Changes in version 1.1.1 (2026-03-17)                  

Documentation

  - Six vignettes added covering the full pipeline: web data, Wikipedia
    data, regex search, dictionary search, semantic search (RAG), and
    basic NLP processing.
  - Basic NLP vignette walks through nlp_split_sentences(),
    nlp_tokenize_text() (word and Biber methods), and nlp_cast_tokens()
    stepwise and as a single pipe.
  - README revamped: tighter intro, API map, RAG/agent positioning,
    vignette links.

Changes

  - util_fetch_embeddings() re-added for embedding generation via
    Hugging Face inference endpoints (reversed 1.1.0 removal; now calls
    the HF inference API rather than loading models locally).
  - nlp_cast_tokens() documented and surfaced -- flattens the token list
    from nlp_tokenize_text() into a long-format data frame with optional
    character spans.
  - Suggests trimmed: ellmer and unused packages removed.

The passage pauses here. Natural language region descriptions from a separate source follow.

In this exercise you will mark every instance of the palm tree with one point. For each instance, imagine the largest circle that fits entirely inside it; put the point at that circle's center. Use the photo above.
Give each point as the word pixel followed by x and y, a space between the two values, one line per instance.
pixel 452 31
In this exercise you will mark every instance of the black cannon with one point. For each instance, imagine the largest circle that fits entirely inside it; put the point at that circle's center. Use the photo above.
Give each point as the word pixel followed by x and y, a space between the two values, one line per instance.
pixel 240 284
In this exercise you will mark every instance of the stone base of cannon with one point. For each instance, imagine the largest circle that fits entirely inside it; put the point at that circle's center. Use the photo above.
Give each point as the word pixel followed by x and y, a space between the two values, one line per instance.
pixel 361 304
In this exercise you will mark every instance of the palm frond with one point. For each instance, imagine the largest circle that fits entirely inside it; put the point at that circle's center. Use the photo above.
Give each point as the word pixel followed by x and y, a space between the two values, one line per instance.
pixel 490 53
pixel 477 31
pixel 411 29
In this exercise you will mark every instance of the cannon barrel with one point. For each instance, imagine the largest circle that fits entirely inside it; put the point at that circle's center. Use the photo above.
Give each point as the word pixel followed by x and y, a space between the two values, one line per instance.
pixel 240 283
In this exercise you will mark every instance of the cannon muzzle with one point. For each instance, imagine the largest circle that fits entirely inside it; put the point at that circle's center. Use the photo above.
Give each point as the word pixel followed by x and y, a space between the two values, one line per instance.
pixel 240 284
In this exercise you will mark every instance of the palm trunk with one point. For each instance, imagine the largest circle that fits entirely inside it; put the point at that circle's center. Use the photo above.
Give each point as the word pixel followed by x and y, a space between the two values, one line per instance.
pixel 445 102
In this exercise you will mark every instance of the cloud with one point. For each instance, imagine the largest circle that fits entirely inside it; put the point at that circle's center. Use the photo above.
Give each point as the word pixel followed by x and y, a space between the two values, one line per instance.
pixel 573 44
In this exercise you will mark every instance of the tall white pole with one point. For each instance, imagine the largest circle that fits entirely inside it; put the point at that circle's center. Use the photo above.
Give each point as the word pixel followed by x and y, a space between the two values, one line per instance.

                 Changes in version 1.1.0 (2026-02-23)                  

API and naming

  - Package is now organized around a four-stage pipeline: Fetch → Read
    → Process → Search. All functions use a consistent verb_noun
    pattern.
  - Acquire: fetch_urls() (from web search), fetch_wiki_urls(),
    fetch_wiki_refs() — return URLs or metadata, not full text.
  - Ingest: read_urls() — read content from URLs into R (replaces
    web_scrape_urls).
  - Process: nlp_split_*, nlp_tokenize_text(), nlp_index_tokens() (and
    nlp_roll_chunks() for rolling windows).
  - Search: Four retrieval options — search_regex() (regex/KWIC),
    search_index() (BM25), search_vector() (cosine over your own
    embeddings), search_dict() (dictionary match; replaces
    ner_extract_entities).
  - Common parameters standardized: corpus (replaces tif), by (replaces
    text_hierarchy).

Removed

  - In-package embedding generation (e.g. Hugging Face API). Use your
    own embedding pipeline and pass your embedding matrix as the
    \code{embeddings} argument to \code{search_vector()}.
  - Legacy names: web_search, wiki_search, wiki_find_references,
    web_scrape_urls, ner_extract_entities, sem_nearest_neighbors /
    sem_search_corpus (replaced by search_vector and search_regex).

Docs

  - README revamped around the API map and a single “golden path”
    workflow.
  - DESCRIPTION and package help updated for the four-stage pipeline;
    version set to 1.1.0.

                 Changes in version 1.0.0 (2024-10-14)                  

  - Initial release: URL fetching, URL content reading, NLP processing
    (split, tokenize, index), and corpus/search utilities.